Quorum queues also have important differences in behaviour and some limitations compared to classic mirrored queues, including workload-specific ones, e.g. when consumers repeatedly requeue the same message.

Some features, such as poison message handling, are specific to quorum queues.

For cases that would benefit from replication and repeatable reads, streams may be a better option than quorum queues.

Overview

Topics covered in this guide include

and more.

This guide assumes general familiarity with RabbitMQ clustering.

Motivation

Quorum queues are designed to be safer and provide simpler, well defined failure handling semantics that users should find easier to reason about when designing and operating their systems.

These design choices come with constraints. To reach this goal, quorum queues adopt a different replication and consensus protocol and give up support for certain "transient" in nature features. These constraints and limitations are covered later in this guide.

What is a Quorum?

If intentionally simplified, quorum in a distributed system can be defined as an agreement between the majority of nodes ((N/2)+1 where N is the total number of system participants).

When applied to queue mirroring in RabbitMQ clusters this means that the majority of replicas (including the currently elected queue leader) agree on the state of the queue and its contents.

Differences from Classic Mirrored Queues

Quorum queues share many of the fundamentals with queues of other types in RabbitMQ. However, they are more purpose-built, focus on data safety and predictable recovery, and do not support certain features.

The differences are covered in this guide.

Classic mirrored queues in RabbitMQ have technical limitations that makes it difficult to provide comprehensible guarantees and clear failure handling semantics.

Certain failure scenarios can result in mirrored queues confirming messages too early, potentially resulting in a data loss.

Feature Comparison with Regular Queues

Quorum queues share most of the fundamentals with other queue types. A client library that can use regular mirrored queues will be able to use quorum queues.

The following operations work the same way for quorum queues as they do for regular queues:

With some queue operations there are minor differences:

Some features are not currently supported by quorum queues.

Feature Matrix

Feature Classic Mirrored Quorum
Non-durable queues yes no
Exclusivity yes no
Per message persistence per message always
Membership changes automatic manual
Message TTL yes no
Queue TTL yes yes
Queue length limits yes yes (except x-overflow: reject-publish-dlx)
Lazy behaviour yes yes through the Memory Limit feature
Message priority yes no
Consumer priority yes yes
Dead letter exchanges yes yes
Adheres to policies yes yes (see policy support below)
Poison message handling no yes
Global QoS Prefetch yes no

Non-durable Queues

Regular queues can be non-durable.
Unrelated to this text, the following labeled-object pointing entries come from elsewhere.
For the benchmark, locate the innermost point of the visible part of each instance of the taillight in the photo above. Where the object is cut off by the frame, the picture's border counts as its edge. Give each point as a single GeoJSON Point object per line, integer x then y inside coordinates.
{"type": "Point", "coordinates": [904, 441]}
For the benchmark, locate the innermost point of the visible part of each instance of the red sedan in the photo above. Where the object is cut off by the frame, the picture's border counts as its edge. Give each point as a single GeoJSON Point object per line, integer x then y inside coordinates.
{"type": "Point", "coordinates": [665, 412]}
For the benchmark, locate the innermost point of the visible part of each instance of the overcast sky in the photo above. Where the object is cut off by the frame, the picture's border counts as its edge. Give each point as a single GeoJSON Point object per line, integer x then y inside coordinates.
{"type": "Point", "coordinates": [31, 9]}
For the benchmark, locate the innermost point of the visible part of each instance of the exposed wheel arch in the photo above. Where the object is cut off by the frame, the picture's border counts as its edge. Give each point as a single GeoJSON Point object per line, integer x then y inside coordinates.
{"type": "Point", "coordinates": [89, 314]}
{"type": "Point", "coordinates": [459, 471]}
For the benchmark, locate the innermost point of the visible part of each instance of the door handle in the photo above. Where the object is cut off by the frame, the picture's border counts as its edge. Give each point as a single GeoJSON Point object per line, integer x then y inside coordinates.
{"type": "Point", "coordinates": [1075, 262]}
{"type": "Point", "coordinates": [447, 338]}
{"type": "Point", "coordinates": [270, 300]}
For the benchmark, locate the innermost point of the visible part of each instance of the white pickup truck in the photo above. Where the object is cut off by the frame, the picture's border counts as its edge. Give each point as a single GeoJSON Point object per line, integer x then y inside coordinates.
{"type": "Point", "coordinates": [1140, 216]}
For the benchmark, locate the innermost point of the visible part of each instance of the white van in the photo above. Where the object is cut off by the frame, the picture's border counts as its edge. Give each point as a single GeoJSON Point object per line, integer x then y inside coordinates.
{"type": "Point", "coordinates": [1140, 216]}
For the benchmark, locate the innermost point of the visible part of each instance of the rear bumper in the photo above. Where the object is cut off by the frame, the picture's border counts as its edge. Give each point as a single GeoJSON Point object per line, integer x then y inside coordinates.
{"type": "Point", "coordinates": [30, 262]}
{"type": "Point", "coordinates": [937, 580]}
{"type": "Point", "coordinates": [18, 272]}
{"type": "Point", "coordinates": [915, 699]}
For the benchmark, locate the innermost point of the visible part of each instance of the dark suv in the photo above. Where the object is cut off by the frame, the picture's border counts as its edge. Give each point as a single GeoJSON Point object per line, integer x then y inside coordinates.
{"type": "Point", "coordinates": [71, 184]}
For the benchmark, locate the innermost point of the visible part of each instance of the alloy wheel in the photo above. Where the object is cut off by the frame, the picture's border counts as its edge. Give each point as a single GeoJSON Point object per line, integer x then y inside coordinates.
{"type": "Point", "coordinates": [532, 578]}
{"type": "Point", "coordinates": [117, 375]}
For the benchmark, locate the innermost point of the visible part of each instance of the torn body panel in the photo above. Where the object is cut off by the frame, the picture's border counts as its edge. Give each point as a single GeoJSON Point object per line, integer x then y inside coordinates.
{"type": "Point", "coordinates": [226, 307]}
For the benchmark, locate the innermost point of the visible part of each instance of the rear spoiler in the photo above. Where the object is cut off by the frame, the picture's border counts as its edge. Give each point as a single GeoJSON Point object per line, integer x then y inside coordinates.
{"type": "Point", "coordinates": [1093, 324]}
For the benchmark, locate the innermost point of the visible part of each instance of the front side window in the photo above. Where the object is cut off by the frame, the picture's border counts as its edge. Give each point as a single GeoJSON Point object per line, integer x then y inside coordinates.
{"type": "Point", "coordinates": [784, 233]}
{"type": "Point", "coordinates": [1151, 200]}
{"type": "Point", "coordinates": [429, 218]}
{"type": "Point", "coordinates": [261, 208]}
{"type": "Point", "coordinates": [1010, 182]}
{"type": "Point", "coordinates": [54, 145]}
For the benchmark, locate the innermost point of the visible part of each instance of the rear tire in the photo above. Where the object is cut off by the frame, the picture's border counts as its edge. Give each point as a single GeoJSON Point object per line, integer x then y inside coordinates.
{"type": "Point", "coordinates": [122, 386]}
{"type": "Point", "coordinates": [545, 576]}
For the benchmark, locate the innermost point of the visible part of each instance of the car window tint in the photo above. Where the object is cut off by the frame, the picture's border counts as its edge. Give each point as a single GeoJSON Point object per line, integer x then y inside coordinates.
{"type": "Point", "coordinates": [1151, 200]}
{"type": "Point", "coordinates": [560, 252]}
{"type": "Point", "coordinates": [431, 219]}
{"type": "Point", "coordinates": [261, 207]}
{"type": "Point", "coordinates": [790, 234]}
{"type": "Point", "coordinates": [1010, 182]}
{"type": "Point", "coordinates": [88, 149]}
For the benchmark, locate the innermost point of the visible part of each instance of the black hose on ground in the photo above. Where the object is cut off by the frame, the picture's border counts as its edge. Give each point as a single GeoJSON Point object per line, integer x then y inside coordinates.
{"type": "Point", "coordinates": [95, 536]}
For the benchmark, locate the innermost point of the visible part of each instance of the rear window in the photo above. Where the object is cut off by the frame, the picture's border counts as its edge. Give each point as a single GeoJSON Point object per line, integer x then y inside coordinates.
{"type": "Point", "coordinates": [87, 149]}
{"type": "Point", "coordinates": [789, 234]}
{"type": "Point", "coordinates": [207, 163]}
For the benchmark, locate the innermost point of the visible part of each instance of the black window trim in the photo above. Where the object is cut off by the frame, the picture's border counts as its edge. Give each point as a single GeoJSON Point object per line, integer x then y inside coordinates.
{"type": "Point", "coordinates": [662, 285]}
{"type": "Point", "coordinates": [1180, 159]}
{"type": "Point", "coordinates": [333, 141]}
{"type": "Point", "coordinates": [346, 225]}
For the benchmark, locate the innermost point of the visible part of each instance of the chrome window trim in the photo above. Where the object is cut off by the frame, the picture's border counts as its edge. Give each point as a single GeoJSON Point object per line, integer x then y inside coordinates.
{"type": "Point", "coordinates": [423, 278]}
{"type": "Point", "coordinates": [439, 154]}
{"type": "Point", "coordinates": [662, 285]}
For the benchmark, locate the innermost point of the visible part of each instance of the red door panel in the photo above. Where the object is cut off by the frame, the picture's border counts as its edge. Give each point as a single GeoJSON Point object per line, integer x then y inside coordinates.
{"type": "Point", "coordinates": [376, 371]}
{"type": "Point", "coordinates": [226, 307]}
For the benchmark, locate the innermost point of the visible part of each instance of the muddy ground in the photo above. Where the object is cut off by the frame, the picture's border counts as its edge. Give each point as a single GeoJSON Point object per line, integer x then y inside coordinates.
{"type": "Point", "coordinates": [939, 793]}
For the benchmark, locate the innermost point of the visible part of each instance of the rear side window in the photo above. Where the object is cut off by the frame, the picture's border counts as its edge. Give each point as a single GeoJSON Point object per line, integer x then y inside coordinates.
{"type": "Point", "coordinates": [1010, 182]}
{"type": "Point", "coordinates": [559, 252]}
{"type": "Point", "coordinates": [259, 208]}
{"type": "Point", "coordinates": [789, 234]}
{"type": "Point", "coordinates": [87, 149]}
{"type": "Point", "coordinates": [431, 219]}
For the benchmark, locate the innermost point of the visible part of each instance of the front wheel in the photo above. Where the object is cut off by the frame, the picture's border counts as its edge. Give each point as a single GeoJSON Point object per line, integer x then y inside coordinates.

Quorum queues are always durable per their assumed use cases.

Exclusivity

Exclusive queues are tied to the lifecycle of their declaring connection. Quorum queues by design are replicated and durable, therefore the exclusive property makes no sense in their context. Therefore quorum queues cannot be exclusive.

Quorum queues are not meant to be used as temporary queues.

TTL

Quorum queues do not currently support Message TTL, but they do support Queue TTL.

Length Limit

Quorum queues has support for queue length limits.

The drop-head and reject-publish overflow behaviours are supported but they do not support reject-publish-dlx configurations as Quorum queues take a different implementation approach than classic queues.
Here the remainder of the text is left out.